SINGAPORE - A key gauge of factory activity released on Thursday (Oct 3) suggests that sentiment in the manufacturing sector is at its lowest ebb in three years and orders are shrinking.
The ongoing trade war between the United States and China appears to have hit the sector badly, analysts said, and the possibility of a technical recession has cropped up, once again. Singapore also joins several other countries where the index has plunged, suggesting that the slowdown is global.
The Purchasing Managers' Index (PMI) came in at 49.5 for last month, indicating a contraction in factory activity in September.
A reading below 50 indicates that a sector is shrinking. The PMI has now fallen for five straight months and the latest number fell sharply compared to August when it was 49.9. September's PMI is the lowest since July 2016.
"The prolonged uncertainties in the major global markets have weakened demand and increased cost pressures on local manufacturers, and are further aggravated by disruptive global supply chains," said Ms Sophia Poh, vice-president for industry engagement and development at the Singapore Institute of Purchasing and Materials Management (SIPMM), which compiles the index.
The weaker reading in September was caused by a decline in new orders and factory output, as well as faster contraction in employment and new exports, the SIPMM said.
Ms Selena Ling, head of treasury research and strategy at OCBC Bank, said that while manufacturing weakness is already quite evident, its related effects on consumer sentiments and other services sectors are starting to come in as well.
"This may translate to some softness in the labour market ahead and is something that policymakers are probably watchful for," she said.
United Overseas Bank economist Barnabas Gan added: "A sustained contraction in Singapore's manufacturing momentum into September is likely where we think a negative growth of around 4.5 per cent year on year or more should trigger a technical recession scenario."
The new orders index of 49.8 for September - down from 50.3 the previous month - was the lowest recorded reading since it came in at 49.6 in August 2016.
Both local and external demand for new orders are weak, which is not a good sign, Ms Ling said.
"The plunge in new orders is likely to weigh on business confidence and in turn their capital expenditure, as well as hiring and wage intentions.

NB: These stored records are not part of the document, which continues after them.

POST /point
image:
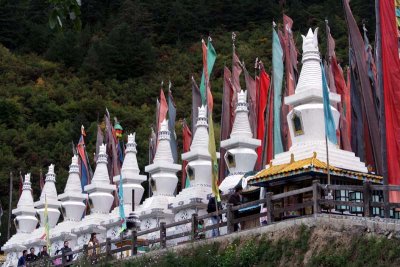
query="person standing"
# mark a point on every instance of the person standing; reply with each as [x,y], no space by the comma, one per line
[92,249]
[31,257]
[235,199]
[43,254]
[65,250]
[22,259]
[212,207]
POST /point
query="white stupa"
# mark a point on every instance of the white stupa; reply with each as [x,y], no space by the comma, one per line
[25,223]
[306,120]
[49,195]
[100,199]
[163,182]
[194,198]
[72,208]
[131,182]
[240,156]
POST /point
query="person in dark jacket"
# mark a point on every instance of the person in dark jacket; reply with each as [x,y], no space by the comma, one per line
[31,257]
[43,254]
[236,199]
[22,259]
[65,250]
[212,207]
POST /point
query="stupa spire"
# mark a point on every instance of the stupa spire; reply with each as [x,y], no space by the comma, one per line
[241,125]
[306,119]
[131,177]
[164,148]
[240,156]
[49,194]
[200,139]
[72,198]
[100,190]
[101,173]
[26,200]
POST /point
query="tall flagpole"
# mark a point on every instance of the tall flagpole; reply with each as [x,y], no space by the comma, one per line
[382,123]
[10,207]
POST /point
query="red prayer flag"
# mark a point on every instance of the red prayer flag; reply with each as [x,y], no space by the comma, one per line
[187,140]
[162,113]
[264,85]
[226,123]
[236,71]
[391,81]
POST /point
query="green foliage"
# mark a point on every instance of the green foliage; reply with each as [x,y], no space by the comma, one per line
[52,82]
[63,11]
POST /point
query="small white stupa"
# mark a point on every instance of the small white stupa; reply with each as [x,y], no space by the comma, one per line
[163,181]
[131,182]
[72,208]
[25,223]
[198,170]
[306,120]
[241,155]
[49,195]
[100,200]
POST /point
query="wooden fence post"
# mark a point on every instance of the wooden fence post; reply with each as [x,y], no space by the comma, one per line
[367,199]
[229,218]
[134,241]
[386,209]
[108,248]
[316,197]
[270,207]
[195,226]
[163,235]
[85,253]
[63,259]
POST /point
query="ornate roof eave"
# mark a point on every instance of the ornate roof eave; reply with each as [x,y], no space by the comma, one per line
[310,166]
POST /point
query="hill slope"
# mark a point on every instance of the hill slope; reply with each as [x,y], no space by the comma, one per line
[51,83]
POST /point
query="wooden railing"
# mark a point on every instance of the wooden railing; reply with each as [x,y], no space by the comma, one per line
[318,203]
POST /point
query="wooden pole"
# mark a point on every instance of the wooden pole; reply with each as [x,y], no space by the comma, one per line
[195,226]
[270,208]
[163,235]
[229,218]
[367,199]
[382,123]
[10,207]
[316,197]
[133,200]
[134,241]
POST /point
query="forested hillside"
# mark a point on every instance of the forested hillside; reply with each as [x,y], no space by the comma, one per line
[54,81]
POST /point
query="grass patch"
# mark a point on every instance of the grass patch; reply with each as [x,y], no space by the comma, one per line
[287,250]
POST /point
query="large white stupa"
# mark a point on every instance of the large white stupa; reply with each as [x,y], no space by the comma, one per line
[72,208]
[240,156]
[49,195]
[25,223]
[194,198]
[100,199]
[163,181]
[131,182]
[306,120]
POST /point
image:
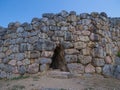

Workers may also tighten their belts and trim discretionary spending."
The PMI for the key electronics sector saw a further decline as well - posting a reading of 49.1, down 0.3 point from the previous month and contracting for the 11th consecutive month.
This was due to faster contraction in new orders, employment and factory output.
Maybank Kim Eng senior economist Chua Hak Bin said that the decline in electronics manufacturing could be partly due to the United States' tariff hikes on some consumer electronics goods from China, which kicked in on Sept 1 and also affected Singapore.
American consumers faced with high prices on their consumer tech goods may have cut their spending in these areas, he added.
"Singapore is a key node in the Asia tech supply chain. The destruction of American consumer demand from the import tariffs will hurt and disrupt electronics manufacturing and exports," Dr Chua said.
Ms Ling added that economic growth is likely to remain very muted in the fourth quarter of this year and may extend into the first half of 2020, she added.
A separate PMI released by IHS Markit on Thursday showed "employment was reduced at the fastest pace in almost four years, which has the potential to derail consumer spending and impact the domestic economy even further", said its economist Joe Hayes. This could push Singapore into a technical recession, he added.
Around the region, factory activity surveys in China and Japan have shown similar weakness. China's official PMI remained in contraction territory in September at 49.8, while Japan posted a reading of 48.9 last month.